Workshop schedule

Tentative Date: 26th May 2024 TBC

Tentative Time: Morning session 09:00 am to 12:30 pm local time (EEST, i.e., UTC+3) TBC

Proceedings: Papers will be Open Access and available at the PUBLISSO Fachrepositorium DaMaLOS 2024 collection

Schedule

Time (EEST) Duration Activity Responsible
09:00 - 09:05 5' Welcome and introduction Leyla Jael Castro
09:05 - 10:00 40' + 15' Q&A Keynote: FAIR for Machine Learning; Building on the Lessons from FAIR Software Fotis Psomopoulos INAB/CERTH
First session: FAIR, Data and Semantics in Action - Chair Sonja Schimmler
10:00 - 10:20 10' + 5' Q&A What’s Cooking in the NFDI4Culture Kitchen? A KG-based Research Data Integration Workflow Oleksandra Bruns, Information Service Engineering, Karlsruhe Institute of Technologie
10:20 - 10:30 5' + 5' Q&A NFDI4Cat - Utilizing Semantic Web Technologies for a Data Infrastructure in Catalysis-Related Sciences Bianca Wentzel, Fraunhofer FOKUS – Institute for Open Communication Systems,
10:30 - 11:00 Coffee break
Second session: FAIR and FAIRness evaluators - Chair Danilo Dessi
11:00 - 11:20 15' + 5' Q&A An Appraisal of Automated Tools for FAIRness Evaluation Leonardo Guerreiro Azevedo, IBM Research - Brazil
11:20 - 11:35 10' + 5' Q&A Advancements and challenges in assessing FAIR Principles: a hybrid approach through manual and automated assessments Janete Saldanha Bach, GESIS – Leibniz Institute for the Social Sciences,
11:35 - 11:55 15' + 5' Q&A FAIR Data Publishing with Apache Maven Claus Stadler, Institute for Applied Informatics
11:55 - 12:10 10' + 5' Q&A Towards FAIR Data in Energy System Research: Challenges and Perspectives Amanda Wein, OFFIS e.V. and Carl von Ossietzky Universität Oldenburg
12:10 - 12:25 10' + 5' Q&A Towards Flexible Assessment of Metadata Quality in Research Meta Portals Bianca Wentzel, Fraunhofer FOKUS – Institute for Open Communication Systems,
12:25 - 12:30 5' Wrap-up Leyla Jael Castro

Keynote

This year DaMaLOS will have Dr.
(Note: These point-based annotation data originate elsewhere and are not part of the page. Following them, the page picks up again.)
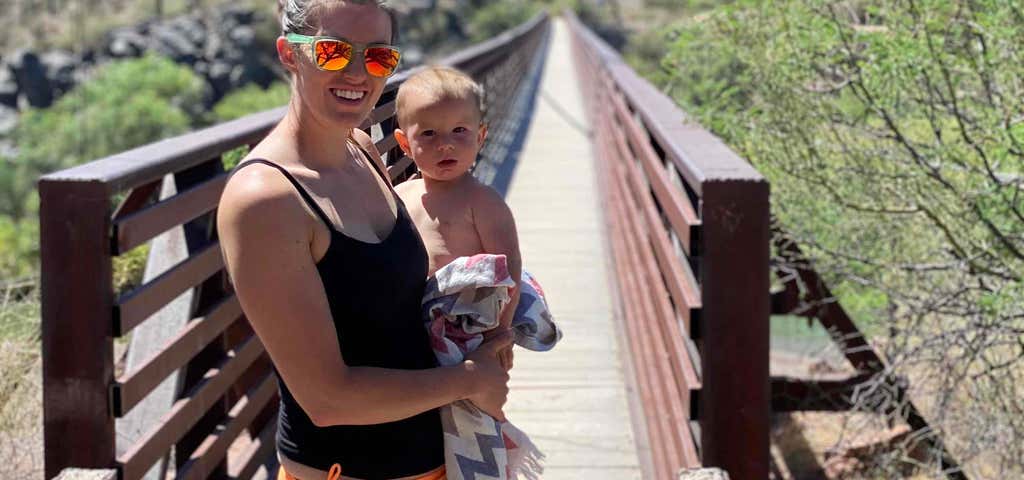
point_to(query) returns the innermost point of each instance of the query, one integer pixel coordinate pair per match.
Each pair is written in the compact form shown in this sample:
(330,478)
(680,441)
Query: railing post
(77,303)
(734,404)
Fotis Psomopoulos as invited keynote speaker. Dr Fotis Psomopoulos is a Senior Researcher at the Institute of Applied Biosciences, at the Centre for Research and Technology Hellas, in Thessaloniki Greece. His research interests lie at the intersection of Bioinformatics and Machine Learning, primarily working on the design and implementation of novel algorithms for knowledge extraction from large datasets in Life Sciences. As such, he is co-leading the ELIXIR Machine Learning Focus Group which produced the DOME recommendations, and is a member of the CLAIRE network. Moreover, he is a proponent of Open and FAIR Research Software, co-leading relevant activities under ELIXIR and RDA, as well as coordinating EOSC EVERSE, an EU project on research software quality. Finally, in addition to his research activities, he is active in training efforts; notably he is a member of the ELIXIR Training Platform Executive Committee, a member of the EOSC-A Task Force on Research careers, recognition and credit, and a co-author of the Open Science Training Handbook.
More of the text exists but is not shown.